I'm trying to make my first library for Arduino and want to use a servo object in my library. How can I do this?

  • Welcome to Arduino SE! First of all, getting frustrated isn't going to get you anywhere. I understand it can be painful coding sometimes with problems, but it's easier to get help with a calm tone. Secondly, do you mean like creating an object like Servo myservohere; within your library and using that object within your main code? Apr 18, 2014 at 0:01
  • Yes! Is that possible?
    – Zack Frost
    Apr 18, 2014 at 0:03
  • Important point: do you intend to create a C++ library i.e. with one -or more- class, which would then encapsulate a servo object?
    – jfpoilpret
    Apr 18, 2014 at 8:31
  • 2
    It would be good to post some code to your question, showing what you have already done so far, and more importantly what part of the current code you would want to put into your own library.
    – jfpoilpret
    Apr 18, 2014 at 8:34
  • Considering the fact you are a young hobbyist, I will first ask the question "do you absolutely need to write a library?". Writing libraries for Arduino generally comes in a second stage after writing several sketches, and it requires a good understanding of the language used by Arduino (C++).
    – jfpoilpret
    May 3, 2014 at 5:51

3 Answers 3


This should give you an idea of how to create a custom library which you can use in your project.

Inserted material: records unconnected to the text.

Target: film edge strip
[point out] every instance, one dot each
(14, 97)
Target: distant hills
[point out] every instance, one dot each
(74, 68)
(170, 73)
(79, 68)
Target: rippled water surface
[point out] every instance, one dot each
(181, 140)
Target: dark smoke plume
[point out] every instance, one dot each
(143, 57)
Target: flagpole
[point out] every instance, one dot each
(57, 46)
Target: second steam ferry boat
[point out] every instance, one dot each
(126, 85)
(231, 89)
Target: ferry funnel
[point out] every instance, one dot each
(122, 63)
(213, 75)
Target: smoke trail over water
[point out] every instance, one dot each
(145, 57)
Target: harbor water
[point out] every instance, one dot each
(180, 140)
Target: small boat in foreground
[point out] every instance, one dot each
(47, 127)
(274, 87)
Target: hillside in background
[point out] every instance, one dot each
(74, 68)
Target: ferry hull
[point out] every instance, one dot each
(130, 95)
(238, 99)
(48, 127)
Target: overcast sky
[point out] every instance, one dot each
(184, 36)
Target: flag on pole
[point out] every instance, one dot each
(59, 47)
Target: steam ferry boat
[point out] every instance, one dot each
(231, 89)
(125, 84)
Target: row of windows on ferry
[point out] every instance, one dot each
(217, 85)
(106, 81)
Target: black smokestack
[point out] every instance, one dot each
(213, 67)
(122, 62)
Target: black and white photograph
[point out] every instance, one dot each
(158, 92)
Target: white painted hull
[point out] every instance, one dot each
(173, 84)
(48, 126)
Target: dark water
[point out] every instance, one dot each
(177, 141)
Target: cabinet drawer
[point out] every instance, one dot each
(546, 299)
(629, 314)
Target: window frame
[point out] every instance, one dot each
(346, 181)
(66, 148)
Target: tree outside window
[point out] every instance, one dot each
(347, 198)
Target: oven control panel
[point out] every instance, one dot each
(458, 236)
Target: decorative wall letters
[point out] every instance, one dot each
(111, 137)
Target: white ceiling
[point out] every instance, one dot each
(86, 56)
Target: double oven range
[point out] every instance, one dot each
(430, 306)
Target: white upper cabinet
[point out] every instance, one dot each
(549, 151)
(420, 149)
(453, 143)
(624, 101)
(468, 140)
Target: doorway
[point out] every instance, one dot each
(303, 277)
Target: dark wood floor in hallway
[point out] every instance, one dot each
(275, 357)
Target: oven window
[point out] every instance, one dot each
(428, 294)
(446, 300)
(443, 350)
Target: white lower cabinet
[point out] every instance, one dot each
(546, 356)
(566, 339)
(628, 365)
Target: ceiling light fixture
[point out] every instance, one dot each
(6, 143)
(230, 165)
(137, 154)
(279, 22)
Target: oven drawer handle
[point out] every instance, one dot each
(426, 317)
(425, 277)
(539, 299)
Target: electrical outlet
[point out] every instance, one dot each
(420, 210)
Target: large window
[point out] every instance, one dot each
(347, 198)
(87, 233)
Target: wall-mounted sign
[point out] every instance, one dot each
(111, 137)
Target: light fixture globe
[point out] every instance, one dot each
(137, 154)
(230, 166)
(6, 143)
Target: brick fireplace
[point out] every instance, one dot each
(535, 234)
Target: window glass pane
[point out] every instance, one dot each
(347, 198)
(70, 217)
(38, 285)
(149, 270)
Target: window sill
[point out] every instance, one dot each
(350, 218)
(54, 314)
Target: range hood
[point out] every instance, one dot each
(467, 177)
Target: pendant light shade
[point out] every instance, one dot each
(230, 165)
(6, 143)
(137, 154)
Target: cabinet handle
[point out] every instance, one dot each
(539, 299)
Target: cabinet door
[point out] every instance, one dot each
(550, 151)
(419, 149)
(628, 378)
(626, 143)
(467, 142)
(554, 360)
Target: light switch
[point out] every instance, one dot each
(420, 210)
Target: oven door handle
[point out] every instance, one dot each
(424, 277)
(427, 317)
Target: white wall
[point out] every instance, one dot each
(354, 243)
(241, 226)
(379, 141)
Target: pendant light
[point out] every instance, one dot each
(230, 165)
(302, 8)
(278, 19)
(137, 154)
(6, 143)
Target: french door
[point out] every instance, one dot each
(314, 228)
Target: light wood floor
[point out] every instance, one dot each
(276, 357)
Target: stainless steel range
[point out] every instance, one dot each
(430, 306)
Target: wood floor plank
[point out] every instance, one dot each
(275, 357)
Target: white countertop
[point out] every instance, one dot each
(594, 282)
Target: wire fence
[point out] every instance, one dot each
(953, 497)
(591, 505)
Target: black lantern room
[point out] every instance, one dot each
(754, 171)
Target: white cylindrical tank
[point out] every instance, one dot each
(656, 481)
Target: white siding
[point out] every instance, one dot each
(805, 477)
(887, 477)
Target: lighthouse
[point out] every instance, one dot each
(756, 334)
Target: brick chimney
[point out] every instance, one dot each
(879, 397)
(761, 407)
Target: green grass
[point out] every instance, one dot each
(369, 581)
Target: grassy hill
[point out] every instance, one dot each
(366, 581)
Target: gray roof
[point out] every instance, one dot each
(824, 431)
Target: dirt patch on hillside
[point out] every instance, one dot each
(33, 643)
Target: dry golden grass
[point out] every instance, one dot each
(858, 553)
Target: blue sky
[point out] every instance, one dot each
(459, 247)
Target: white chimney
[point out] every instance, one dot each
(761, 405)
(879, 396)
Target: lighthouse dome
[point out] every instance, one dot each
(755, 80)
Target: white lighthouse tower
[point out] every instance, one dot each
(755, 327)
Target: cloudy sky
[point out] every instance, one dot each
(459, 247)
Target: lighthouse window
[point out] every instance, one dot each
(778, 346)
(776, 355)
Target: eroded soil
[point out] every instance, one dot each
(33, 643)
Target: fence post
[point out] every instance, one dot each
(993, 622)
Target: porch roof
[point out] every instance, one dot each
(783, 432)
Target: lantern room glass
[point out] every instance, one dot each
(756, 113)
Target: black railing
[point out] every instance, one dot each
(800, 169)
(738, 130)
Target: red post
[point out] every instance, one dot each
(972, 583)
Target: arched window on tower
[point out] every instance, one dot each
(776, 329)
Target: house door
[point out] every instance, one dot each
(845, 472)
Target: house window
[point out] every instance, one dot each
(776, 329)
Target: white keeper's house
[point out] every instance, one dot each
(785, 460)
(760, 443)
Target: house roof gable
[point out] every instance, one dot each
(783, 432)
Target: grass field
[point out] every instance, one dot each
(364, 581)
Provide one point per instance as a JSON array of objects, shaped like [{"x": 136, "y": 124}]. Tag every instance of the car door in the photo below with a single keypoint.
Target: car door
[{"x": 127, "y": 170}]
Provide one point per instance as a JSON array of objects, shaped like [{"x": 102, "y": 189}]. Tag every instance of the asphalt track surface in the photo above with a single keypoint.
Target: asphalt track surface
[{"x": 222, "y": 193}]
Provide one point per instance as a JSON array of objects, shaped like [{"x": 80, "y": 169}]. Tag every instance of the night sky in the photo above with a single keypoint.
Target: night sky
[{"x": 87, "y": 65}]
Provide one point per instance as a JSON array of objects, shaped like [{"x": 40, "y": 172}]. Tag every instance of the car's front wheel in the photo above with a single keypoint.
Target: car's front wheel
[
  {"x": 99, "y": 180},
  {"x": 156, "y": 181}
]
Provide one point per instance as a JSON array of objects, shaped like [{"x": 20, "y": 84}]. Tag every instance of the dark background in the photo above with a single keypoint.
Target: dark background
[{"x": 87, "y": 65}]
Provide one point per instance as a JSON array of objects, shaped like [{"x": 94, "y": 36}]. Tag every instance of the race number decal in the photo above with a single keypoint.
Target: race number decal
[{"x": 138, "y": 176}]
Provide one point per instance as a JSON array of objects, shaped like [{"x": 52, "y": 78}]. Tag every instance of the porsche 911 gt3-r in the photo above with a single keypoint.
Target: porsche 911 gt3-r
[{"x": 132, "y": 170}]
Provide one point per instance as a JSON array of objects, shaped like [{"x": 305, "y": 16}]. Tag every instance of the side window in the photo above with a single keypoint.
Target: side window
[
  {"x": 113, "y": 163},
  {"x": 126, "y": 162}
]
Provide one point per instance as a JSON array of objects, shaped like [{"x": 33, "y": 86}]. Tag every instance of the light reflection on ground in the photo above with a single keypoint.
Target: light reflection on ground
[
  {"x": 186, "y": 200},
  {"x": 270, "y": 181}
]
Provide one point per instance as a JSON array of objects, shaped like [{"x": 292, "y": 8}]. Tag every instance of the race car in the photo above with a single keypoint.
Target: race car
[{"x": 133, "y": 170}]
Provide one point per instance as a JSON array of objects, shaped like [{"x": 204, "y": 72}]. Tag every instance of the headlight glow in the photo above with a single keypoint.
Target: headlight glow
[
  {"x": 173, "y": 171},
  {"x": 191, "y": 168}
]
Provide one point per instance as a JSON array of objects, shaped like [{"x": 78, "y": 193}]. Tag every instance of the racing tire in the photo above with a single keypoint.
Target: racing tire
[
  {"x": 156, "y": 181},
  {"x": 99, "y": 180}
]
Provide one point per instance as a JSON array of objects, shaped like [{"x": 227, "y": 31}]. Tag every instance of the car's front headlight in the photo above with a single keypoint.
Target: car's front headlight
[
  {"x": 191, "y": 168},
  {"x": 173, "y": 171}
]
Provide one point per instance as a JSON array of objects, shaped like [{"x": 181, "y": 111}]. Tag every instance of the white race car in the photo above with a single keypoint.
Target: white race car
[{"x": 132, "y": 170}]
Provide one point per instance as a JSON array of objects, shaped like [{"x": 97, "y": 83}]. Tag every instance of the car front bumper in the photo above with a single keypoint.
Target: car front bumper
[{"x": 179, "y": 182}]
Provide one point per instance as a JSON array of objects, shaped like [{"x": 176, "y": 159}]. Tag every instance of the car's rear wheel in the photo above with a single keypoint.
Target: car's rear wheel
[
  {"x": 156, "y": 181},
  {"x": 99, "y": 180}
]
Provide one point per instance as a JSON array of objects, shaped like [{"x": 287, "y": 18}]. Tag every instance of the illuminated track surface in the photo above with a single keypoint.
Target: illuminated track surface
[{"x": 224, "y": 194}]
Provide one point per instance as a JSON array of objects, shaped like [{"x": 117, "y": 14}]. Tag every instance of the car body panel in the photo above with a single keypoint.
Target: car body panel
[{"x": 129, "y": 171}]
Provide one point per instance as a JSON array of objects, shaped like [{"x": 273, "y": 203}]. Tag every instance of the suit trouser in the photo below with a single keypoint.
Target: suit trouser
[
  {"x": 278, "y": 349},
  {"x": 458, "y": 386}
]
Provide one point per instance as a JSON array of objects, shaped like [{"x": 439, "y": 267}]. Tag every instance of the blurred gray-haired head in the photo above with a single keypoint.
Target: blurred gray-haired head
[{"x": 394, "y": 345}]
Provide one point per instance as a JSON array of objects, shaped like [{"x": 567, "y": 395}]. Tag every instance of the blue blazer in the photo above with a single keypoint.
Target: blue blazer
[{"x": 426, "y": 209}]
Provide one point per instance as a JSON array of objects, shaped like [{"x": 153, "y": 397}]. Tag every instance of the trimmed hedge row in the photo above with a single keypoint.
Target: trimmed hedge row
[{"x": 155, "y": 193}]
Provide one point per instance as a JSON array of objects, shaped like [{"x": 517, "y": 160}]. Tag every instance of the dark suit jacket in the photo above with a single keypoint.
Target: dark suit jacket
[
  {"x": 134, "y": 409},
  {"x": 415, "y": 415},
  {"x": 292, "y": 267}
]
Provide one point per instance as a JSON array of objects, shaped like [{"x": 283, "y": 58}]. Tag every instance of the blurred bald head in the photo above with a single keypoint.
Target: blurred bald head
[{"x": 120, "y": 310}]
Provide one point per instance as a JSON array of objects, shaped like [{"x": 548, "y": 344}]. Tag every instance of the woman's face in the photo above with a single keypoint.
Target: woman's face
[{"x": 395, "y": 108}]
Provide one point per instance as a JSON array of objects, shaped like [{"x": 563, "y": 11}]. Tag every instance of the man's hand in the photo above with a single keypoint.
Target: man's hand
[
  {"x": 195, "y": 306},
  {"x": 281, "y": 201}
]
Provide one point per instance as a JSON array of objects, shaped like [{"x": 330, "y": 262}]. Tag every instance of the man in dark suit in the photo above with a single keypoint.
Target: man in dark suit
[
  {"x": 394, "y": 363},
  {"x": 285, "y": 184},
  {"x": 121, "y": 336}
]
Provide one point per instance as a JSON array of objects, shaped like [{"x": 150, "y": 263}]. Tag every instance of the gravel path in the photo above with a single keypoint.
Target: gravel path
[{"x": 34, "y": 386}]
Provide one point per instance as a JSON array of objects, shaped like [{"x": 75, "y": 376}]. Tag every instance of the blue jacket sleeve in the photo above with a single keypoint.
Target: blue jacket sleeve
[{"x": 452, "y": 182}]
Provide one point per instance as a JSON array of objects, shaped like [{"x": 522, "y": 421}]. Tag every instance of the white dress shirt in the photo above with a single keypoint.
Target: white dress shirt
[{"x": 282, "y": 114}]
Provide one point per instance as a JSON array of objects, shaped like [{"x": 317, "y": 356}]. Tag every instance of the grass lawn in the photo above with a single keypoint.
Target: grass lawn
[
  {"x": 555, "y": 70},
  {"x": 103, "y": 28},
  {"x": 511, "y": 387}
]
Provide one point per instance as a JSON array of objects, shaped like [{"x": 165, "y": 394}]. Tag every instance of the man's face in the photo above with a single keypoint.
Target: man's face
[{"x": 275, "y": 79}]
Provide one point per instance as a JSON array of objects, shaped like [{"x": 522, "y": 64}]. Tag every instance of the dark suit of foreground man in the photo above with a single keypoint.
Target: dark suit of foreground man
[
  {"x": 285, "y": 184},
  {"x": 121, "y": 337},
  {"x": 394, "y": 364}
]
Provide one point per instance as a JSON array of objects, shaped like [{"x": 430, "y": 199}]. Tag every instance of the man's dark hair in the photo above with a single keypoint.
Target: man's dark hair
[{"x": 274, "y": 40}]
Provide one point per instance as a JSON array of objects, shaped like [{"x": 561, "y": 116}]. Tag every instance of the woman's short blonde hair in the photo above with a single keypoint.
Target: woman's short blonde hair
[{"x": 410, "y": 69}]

I actually compiled it with Arduino IDE 1.0.5 on Mac OsX. I did not run it on an Arduino board, but have similar code in a production project, that works just fine.

Start a new Arduino sketch, name it as you like.

Go to the folder where you saved that file.

Add a new file called MyServoLib.h parallel to your main project file.

In your main file, include the servo library from Arduino and your custom library like so:

#include <Servo.h>
#include "MyNewLib.h"

If you close and reopen your project, it the Arduino IDE will automatically load your custom library file as well.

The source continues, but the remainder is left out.